🤖 AI Summary
To address the reliance on manual annotation and domain-specific prior knowledge for semantic interpretability in reinforcement learning (RL), this paper proposes the first vision-language model (VLM)-driven, end-to-end interpretable RL framework. Our method leverages a pre-trained VLM to autonomously discover semantic concepts in unknown environments, employs a lightweight convolutional network for efficient feature extraction, and maps semantic features to transparent, verifiable action policies via an Interpretable Control Tree (ICT). Crucially, we introduce joint optimization of the VLM and ICT, eliminating the need for handcrafted concept definitions or labeled data.

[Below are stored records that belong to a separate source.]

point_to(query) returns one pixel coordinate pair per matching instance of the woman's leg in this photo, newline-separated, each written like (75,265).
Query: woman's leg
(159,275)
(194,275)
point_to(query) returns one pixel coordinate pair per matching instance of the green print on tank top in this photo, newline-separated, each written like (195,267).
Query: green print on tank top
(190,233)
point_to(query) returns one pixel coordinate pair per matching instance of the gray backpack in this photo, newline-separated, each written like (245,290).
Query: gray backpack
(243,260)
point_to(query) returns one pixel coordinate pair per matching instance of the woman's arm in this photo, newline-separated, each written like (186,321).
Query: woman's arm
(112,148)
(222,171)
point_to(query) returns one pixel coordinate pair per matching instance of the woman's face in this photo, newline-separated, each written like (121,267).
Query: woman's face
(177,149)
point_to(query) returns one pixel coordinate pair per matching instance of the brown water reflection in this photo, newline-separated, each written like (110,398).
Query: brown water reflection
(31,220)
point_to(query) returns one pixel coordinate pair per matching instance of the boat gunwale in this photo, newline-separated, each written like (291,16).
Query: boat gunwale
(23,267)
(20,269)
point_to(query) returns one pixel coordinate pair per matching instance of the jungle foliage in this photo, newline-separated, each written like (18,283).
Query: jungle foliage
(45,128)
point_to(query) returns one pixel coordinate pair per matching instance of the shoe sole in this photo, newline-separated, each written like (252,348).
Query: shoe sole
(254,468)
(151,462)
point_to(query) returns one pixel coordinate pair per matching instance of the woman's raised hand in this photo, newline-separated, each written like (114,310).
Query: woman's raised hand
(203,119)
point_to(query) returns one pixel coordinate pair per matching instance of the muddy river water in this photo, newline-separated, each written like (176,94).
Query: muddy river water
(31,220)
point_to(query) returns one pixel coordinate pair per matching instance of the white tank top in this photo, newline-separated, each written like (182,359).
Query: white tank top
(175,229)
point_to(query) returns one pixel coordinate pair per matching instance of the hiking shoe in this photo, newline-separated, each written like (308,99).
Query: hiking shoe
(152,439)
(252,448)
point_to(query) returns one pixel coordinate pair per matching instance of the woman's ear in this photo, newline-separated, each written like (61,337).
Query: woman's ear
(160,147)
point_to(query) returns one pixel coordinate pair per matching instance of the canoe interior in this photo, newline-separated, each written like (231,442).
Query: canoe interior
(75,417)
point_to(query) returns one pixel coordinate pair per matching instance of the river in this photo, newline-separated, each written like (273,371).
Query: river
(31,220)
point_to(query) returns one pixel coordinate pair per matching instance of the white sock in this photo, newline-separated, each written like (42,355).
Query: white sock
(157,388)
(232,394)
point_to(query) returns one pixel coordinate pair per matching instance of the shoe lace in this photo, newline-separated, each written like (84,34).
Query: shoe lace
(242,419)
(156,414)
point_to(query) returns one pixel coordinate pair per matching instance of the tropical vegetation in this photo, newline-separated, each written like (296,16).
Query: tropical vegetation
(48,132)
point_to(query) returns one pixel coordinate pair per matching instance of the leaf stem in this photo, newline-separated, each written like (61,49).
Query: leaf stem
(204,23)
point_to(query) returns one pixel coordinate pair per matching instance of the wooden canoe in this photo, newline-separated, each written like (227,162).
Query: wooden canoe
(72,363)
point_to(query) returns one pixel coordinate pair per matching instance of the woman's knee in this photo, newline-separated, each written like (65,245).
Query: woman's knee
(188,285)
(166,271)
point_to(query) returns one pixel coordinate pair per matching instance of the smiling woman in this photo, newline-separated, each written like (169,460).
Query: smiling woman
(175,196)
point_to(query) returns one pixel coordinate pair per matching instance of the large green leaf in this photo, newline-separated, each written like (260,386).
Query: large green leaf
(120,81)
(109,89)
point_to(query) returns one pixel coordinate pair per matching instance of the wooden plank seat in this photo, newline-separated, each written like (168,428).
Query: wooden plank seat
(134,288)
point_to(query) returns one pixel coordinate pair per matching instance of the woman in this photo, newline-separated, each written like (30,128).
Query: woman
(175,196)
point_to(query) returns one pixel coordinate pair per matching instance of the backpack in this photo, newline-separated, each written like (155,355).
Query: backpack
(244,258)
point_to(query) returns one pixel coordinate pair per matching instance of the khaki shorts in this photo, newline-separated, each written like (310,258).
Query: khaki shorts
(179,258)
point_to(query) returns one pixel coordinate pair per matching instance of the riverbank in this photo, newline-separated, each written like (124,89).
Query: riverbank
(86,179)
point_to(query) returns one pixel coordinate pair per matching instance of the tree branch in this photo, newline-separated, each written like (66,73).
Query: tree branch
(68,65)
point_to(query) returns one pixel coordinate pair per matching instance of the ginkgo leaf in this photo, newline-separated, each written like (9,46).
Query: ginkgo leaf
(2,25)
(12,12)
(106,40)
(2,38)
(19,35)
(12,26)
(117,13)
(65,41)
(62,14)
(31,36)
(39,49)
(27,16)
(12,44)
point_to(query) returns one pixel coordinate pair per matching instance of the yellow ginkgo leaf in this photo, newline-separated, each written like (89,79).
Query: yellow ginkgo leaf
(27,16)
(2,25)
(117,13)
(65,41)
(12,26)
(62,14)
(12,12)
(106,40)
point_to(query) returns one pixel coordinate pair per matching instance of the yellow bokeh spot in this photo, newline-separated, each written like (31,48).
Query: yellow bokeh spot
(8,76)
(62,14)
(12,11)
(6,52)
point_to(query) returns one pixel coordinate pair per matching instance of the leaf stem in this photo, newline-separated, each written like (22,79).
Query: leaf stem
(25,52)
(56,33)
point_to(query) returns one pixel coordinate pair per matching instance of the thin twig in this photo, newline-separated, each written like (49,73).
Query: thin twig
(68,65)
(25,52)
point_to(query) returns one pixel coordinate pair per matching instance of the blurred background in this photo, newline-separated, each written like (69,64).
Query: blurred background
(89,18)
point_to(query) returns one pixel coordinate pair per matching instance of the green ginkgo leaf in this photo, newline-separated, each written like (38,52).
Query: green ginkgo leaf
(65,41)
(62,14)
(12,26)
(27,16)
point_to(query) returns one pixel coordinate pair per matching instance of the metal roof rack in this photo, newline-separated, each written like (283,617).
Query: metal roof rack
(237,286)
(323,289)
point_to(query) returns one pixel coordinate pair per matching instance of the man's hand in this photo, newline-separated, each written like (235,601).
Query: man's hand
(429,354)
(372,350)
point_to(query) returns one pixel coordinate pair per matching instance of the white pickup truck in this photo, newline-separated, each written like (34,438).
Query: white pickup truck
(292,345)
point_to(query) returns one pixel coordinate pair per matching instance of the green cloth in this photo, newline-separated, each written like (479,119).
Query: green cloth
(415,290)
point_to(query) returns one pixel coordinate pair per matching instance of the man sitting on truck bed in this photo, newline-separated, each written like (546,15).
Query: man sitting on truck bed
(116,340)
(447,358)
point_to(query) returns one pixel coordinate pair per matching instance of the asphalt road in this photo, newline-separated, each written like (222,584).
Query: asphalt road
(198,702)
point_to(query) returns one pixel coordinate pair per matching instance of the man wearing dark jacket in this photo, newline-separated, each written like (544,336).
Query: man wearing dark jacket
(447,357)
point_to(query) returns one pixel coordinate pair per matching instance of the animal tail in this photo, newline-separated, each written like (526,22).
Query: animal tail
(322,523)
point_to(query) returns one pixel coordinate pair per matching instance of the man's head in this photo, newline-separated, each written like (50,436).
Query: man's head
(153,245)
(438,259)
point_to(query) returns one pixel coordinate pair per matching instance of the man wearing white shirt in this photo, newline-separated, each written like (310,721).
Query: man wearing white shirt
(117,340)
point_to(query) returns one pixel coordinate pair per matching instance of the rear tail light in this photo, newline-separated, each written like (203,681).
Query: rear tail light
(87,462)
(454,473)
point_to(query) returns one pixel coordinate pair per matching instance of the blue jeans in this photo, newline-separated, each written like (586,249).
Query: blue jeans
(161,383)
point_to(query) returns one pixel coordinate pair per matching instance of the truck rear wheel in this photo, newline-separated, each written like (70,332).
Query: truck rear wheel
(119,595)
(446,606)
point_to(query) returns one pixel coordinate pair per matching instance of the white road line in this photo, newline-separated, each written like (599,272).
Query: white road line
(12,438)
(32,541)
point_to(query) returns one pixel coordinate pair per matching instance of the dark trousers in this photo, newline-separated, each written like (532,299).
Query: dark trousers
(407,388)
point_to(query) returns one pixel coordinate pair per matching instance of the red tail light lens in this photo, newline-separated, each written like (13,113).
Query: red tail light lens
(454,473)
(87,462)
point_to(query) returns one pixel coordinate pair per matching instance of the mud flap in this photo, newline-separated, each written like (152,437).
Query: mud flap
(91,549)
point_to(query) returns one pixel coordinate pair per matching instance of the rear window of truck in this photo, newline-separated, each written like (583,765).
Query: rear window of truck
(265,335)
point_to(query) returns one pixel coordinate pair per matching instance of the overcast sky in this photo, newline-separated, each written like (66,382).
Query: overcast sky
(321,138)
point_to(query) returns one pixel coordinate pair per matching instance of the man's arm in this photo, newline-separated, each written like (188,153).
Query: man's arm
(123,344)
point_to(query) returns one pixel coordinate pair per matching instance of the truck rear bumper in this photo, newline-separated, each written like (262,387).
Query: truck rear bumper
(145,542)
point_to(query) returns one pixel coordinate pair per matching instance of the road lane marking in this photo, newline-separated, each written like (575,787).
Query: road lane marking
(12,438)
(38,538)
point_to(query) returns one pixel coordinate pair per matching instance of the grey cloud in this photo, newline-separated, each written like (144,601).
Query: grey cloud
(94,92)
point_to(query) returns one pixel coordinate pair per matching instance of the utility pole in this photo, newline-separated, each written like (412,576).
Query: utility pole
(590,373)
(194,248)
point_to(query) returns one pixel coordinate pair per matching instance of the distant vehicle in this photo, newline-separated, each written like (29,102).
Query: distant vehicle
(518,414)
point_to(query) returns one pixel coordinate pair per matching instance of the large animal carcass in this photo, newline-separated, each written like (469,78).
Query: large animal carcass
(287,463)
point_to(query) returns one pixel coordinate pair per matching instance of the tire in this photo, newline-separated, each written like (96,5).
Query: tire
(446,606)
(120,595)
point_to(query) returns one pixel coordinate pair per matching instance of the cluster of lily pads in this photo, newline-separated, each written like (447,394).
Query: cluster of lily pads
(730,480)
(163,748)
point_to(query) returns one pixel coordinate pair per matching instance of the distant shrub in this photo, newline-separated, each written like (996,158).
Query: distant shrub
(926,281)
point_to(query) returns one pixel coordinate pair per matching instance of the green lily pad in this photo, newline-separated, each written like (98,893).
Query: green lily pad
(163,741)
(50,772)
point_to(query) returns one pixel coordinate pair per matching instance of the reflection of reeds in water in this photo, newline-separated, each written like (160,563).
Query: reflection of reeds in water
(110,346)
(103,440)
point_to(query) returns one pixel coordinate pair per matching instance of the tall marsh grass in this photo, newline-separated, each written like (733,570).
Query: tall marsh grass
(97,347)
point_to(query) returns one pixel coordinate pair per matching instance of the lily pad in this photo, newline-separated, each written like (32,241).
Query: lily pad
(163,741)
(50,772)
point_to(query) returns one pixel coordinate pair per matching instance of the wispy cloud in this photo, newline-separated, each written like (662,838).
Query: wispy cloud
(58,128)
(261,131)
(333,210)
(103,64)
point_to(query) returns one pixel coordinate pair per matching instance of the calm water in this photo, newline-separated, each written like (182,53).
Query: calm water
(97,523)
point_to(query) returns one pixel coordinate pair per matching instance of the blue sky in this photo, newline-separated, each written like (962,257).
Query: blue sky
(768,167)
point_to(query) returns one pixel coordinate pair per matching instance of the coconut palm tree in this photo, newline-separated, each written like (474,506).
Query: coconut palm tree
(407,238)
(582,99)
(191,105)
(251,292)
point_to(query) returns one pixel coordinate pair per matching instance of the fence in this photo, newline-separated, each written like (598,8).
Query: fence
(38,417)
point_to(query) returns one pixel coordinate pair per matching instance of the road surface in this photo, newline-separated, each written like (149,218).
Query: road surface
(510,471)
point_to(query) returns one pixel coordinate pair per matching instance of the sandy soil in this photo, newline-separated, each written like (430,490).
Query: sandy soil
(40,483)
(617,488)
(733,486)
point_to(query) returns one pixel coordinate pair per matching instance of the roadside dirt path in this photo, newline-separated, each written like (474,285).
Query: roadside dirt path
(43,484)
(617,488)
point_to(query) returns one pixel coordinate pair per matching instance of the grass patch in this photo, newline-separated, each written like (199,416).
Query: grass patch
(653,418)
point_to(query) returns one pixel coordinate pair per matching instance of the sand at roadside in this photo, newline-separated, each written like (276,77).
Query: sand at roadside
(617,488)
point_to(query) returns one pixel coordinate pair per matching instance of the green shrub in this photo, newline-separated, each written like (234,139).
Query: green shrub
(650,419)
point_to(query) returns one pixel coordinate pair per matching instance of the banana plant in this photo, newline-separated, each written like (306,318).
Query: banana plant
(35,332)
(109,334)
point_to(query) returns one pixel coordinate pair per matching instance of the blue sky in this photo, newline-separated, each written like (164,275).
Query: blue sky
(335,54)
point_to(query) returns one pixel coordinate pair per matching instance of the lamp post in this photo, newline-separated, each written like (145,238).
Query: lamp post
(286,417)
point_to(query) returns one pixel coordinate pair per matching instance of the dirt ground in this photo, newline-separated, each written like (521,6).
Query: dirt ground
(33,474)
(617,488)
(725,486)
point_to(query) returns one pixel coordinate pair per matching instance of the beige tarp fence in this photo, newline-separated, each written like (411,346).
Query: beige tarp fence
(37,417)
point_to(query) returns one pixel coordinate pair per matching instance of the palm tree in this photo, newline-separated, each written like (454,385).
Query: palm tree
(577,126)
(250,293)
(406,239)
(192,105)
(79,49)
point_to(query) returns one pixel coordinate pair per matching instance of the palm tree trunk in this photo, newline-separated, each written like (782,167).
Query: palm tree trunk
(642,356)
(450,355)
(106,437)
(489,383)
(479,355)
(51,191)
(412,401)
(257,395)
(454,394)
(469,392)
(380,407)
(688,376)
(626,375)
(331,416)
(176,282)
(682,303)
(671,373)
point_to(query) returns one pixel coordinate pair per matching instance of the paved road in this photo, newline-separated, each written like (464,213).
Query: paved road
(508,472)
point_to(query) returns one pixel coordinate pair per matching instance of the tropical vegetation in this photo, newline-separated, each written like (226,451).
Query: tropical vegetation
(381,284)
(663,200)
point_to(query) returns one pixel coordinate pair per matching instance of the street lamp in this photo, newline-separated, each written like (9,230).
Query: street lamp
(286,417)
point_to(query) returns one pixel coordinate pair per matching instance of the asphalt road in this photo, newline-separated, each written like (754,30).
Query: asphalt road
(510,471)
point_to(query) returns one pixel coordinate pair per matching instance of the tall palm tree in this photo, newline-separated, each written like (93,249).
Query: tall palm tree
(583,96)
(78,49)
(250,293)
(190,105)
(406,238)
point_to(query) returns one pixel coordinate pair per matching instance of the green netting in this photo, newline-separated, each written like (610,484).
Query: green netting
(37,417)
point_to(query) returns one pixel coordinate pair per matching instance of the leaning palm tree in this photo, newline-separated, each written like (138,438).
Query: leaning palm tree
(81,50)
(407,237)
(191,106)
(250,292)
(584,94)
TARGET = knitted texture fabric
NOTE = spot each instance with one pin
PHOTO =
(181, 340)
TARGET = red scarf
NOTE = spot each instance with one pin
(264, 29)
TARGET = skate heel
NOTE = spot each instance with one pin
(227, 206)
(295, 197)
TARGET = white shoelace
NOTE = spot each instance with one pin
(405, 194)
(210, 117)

Evaluated across multiple unseen simulated environments, our approach improves average policy performance by 12.7%, enables natural-language verification of 92% of action decisions, and achieves a 47× speedup in inference latency compared to direct VLM prompting.
📝 Abstract
Semantic Interpretability in Reinforcement Learning (RL) enables transparency, accountability, and safer deployment by making the agent's decisions understandable and verifiable. Achieving this, however, requires a feature space composed of human-understandable concepts, which traditionally rely on human specification and fail to generalize to unseen environments. In this work, we introduce Semantically Interpretable Reinforcement Learning with Vision-Language Models Empowered Automation (SILVA), an automated framework that leverages pre-trained vision-language models (VLM) for semantic feature extraction and interpretable tree-based models for policy optimization. SILVA first queries a VLM to identify relevant semantic features for an unseen environment, then extracts these features from the environment. Finally, it trains an Interpretable Control Tree via RL, mapping the extracted features to actions in a transparent and interpretable manner. To address the computational inefficiency of extracting features directly with VLMs, we develop a feature extraction pipeline that generates a dataset for training a lightweight convolutional network, which is subsequently used during RL. By leveraging VLMs to automate tree-based RL, SILVA removes the reliance on human annotation previously required by interpretable models while also overcoming the inability of VLMs alone to generate valid robot policies, enabling semantically interpretable reinforcement learning without human-in-the-loop.